Al margen de la crónica
Que (a la calle) vuelvan los lentos
Bastón en mano, andar vacilante, seguro que con más de 70 años, una esquina complicada con vehículos que doblan hacia la izquierda apenas el semáforo inhabilita el cruce de este a oeste, con el semblante cansado, como si no tuviera ningún apuro ni otra cosa que hacer más que aguardar que los autos le den permiso, como si no le dolieran las piernas, ni se le dificultara el paso, el hombre espera paciente. Finalmente se anima, lo intenta y lo logra, despacio, concentrado, con el mayor apuro que le permiten los huesos. Cuando está a punto de alcanzar la otra vereda, el bocinazo lo intimida y le recuerda que hubiese tenido que aguardar un rato más, todo el que sea necesario para no interferir con el veloz, impiadoso paso de quienes decidieron transformar en autopista la céntrica calle.
En otra esquina la mujer acomoda al niño en el coche, y lo baja -sin el auxilio de una mínima rampa que haga menos brusca la maniobra- a la calle. Allí se queda esperando a que le den paso o a que la vean siquiera, porque parar nadie para. Se hace un blanco y cruza rápido con el miedo atragantado y anticipando la maniobra que tendrá que repetir sin vacilaciones en la otra esquina, que tampoco tiene rampa.
A los chicos no se les permite jugar fuera de casa solos.

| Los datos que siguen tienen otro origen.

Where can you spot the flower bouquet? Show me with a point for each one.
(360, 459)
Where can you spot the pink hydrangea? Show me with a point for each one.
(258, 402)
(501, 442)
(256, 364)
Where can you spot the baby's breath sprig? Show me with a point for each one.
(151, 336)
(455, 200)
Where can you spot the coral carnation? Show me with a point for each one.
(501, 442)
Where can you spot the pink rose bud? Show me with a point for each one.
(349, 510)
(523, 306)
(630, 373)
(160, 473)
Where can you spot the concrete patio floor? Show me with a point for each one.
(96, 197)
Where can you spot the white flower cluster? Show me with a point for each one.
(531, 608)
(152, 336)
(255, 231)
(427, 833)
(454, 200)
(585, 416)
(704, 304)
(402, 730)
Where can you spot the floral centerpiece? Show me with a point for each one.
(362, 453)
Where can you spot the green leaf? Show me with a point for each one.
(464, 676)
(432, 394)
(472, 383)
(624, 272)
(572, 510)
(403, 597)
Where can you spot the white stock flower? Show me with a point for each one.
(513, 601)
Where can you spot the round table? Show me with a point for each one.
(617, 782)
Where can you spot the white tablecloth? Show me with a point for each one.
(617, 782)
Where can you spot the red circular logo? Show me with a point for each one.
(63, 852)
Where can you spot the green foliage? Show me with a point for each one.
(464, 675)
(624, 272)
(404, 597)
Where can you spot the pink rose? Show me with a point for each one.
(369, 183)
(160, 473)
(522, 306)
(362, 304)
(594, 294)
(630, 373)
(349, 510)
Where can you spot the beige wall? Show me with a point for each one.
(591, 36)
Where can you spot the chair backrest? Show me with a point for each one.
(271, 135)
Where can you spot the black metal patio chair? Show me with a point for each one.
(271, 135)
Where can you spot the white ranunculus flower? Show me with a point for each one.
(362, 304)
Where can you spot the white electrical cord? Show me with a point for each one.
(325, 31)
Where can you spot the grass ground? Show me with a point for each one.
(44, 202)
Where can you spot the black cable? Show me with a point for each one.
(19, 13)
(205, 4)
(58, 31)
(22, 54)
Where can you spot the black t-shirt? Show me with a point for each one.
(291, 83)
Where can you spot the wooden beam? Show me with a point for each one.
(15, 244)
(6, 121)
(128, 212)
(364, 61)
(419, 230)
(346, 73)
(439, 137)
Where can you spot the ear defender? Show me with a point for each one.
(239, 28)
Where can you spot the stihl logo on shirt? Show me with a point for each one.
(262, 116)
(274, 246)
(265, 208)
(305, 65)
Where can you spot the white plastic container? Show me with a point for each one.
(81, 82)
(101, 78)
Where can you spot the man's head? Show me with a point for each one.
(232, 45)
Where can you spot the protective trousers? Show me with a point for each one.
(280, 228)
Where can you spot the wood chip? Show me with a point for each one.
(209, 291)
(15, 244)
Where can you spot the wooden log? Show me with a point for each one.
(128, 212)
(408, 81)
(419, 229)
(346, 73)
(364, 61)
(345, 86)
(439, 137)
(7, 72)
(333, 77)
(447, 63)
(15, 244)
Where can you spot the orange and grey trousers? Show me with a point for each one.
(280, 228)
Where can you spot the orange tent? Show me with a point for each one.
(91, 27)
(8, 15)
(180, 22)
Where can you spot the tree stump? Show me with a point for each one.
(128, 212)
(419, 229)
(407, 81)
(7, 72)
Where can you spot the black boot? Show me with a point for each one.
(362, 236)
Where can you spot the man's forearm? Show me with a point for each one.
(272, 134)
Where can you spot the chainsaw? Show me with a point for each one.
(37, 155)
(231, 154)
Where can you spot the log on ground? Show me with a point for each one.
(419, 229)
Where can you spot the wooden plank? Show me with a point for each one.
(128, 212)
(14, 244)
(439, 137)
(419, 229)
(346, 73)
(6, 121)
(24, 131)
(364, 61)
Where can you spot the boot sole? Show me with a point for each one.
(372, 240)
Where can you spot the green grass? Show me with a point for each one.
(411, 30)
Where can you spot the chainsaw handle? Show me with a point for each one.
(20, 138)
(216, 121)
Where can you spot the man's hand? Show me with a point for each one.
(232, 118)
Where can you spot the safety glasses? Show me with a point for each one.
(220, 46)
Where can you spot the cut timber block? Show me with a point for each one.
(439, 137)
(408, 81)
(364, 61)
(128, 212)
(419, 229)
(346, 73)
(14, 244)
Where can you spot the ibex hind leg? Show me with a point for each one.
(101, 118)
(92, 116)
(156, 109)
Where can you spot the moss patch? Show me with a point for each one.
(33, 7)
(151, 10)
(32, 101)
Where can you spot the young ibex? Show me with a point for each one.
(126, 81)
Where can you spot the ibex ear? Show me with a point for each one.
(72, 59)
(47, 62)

Una reja pone el límite y define la ecuación entre (imaginaria) seguridad con encierro o libertad con riesgos, que son tantos como fantasmas se tengan, pero que frecuentemente se corporizan sobre cuatro ruedas.
Buenos reflejos, buen estado físico, algo de estrategia, mucho de suerte, parecen ser los atributos necesarios para practicar un deporte, pero en muchas ciudades parecen cualidades indispensables para salir a las calles, que “parecen construidas para recorrerlas y no para cruzarlas”, como proclama el pedagogo italiano Francesco Tonucci.
Es que al final y a riesgo de sonar exagerado parece ser que la única forma de cruzar la calle es en auto.